Let me know here if you download the docs and/or archive.

I am not currently releasing the full sources to the Zed system. There is considerable cleanup and re-organization that I wish to do first. However, the provided example sources include several major concepts. This of course means that you can't build your own version of Zed from scratch - you will have to directly run the "zed" and "zedc" binaries as retrieved from here.

You might choose to do that inside a virtual machine. I haven't directly run a virtual machine myself, but I've verified that X86-64 binaries produced by "zed"/"zedc" run under Windows-11 WSL ("Windows Subsystem for Linux"). My plan is to verify this webpage by referencing it from there and seeing if I can run everything under WSL. October 2024: Done.

Running Using "zedc"

Getting it out of the way: here is the archive (650K) of what you need to run using "zedc". It contains the "zedc" binary, the "zed.a" library, some "header" files, some goofy example programs (one is 2000+ lines), and bash scripts to compile the examples, using gcc to link them. You should be able to use any of the procs declared in "SysHdr.zed", but don't count on those staying available forever. For example, "MMap" cannot possibly be available in a secure way. See "files.txt" in the archive for more info.

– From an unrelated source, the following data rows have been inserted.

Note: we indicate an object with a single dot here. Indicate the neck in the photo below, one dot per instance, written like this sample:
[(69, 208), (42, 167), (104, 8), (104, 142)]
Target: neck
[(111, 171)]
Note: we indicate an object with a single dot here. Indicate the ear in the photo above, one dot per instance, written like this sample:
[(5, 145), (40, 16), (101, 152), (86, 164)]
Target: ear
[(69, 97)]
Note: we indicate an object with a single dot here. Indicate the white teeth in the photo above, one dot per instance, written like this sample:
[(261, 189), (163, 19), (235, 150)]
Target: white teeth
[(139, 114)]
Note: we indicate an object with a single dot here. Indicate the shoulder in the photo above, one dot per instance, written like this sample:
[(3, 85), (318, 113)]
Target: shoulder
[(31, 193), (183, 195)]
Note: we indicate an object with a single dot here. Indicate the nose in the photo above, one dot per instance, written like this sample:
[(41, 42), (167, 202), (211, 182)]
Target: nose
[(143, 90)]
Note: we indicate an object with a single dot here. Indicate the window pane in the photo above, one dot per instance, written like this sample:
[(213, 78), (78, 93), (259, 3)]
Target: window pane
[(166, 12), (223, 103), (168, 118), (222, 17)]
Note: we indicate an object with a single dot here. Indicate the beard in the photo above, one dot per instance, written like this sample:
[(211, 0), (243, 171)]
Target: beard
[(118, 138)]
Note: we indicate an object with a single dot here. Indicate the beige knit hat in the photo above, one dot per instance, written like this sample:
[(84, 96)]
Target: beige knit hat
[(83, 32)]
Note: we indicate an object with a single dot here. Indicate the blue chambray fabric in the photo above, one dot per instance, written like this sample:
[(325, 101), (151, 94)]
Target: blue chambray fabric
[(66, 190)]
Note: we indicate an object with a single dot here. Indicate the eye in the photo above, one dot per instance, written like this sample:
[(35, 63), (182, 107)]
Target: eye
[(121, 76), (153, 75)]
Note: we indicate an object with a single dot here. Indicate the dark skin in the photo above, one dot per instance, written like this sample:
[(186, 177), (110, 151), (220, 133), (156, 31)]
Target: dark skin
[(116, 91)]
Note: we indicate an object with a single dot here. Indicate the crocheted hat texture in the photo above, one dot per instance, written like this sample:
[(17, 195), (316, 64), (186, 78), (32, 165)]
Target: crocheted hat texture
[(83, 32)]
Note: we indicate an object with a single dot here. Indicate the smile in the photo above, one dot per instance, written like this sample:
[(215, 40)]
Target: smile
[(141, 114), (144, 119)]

The examples include 3 programs that, for fun, I translated from Draco into Zed, along with creating a "Terminal" library that creates a 24 line by 80 column green-on-black X window, and provides "termcap"-like calls to work within it. I think I first saw "Robots" as a BASIC program, in a magazine. To get "zedc" working under WSL, I used:

    sudo apt-get update
    sudo apt-get upgrade
  
to get uptodate, and then
    sudo apt-get install gcc
  
to get gcc (which includes the linker, "ld", and basic libraries). You'll also need X11-dev stuff to compile the graphical stuff.

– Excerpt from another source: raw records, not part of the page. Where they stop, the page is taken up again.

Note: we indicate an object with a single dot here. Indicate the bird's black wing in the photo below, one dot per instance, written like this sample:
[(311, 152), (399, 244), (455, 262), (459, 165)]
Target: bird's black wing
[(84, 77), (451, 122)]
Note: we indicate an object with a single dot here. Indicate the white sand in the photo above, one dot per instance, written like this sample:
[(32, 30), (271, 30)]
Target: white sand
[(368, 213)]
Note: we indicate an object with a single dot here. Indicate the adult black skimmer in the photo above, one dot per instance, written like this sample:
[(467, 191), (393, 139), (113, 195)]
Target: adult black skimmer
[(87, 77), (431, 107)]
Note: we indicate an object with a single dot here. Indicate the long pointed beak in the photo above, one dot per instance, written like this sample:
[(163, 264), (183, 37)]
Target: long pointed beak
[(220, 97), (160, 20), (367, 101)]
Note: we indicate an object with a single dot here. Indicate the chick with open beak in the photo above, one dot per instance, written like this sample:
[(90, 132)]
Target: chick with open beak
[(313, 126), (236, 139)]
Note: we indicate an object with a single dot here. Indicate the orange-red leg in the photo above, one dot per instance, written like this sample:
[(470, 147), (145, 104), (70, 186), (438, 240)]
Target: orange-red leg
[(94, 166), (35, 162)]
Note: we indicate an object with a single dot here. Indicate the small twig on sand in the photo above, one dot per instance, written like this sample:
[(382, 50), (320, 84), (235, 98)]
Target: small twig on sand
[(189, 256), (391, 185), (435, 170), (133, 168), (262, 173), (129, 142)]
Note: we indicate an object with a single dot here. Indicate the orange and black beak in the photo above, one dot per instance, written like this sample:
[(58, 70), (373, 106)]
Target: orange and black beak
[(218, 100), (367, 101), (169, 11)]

After that, you should be able to run the "build" scripts.

Also, the games which use the numeric keypad only work for me in the initial WSL window, and not when started from an xterm after I have merged my normal setup. (Something else to chase!) If your display resolution is higher than about 2K, the windows will be too small - I don't know of an easy fix for that unless you can reduce your display resolution.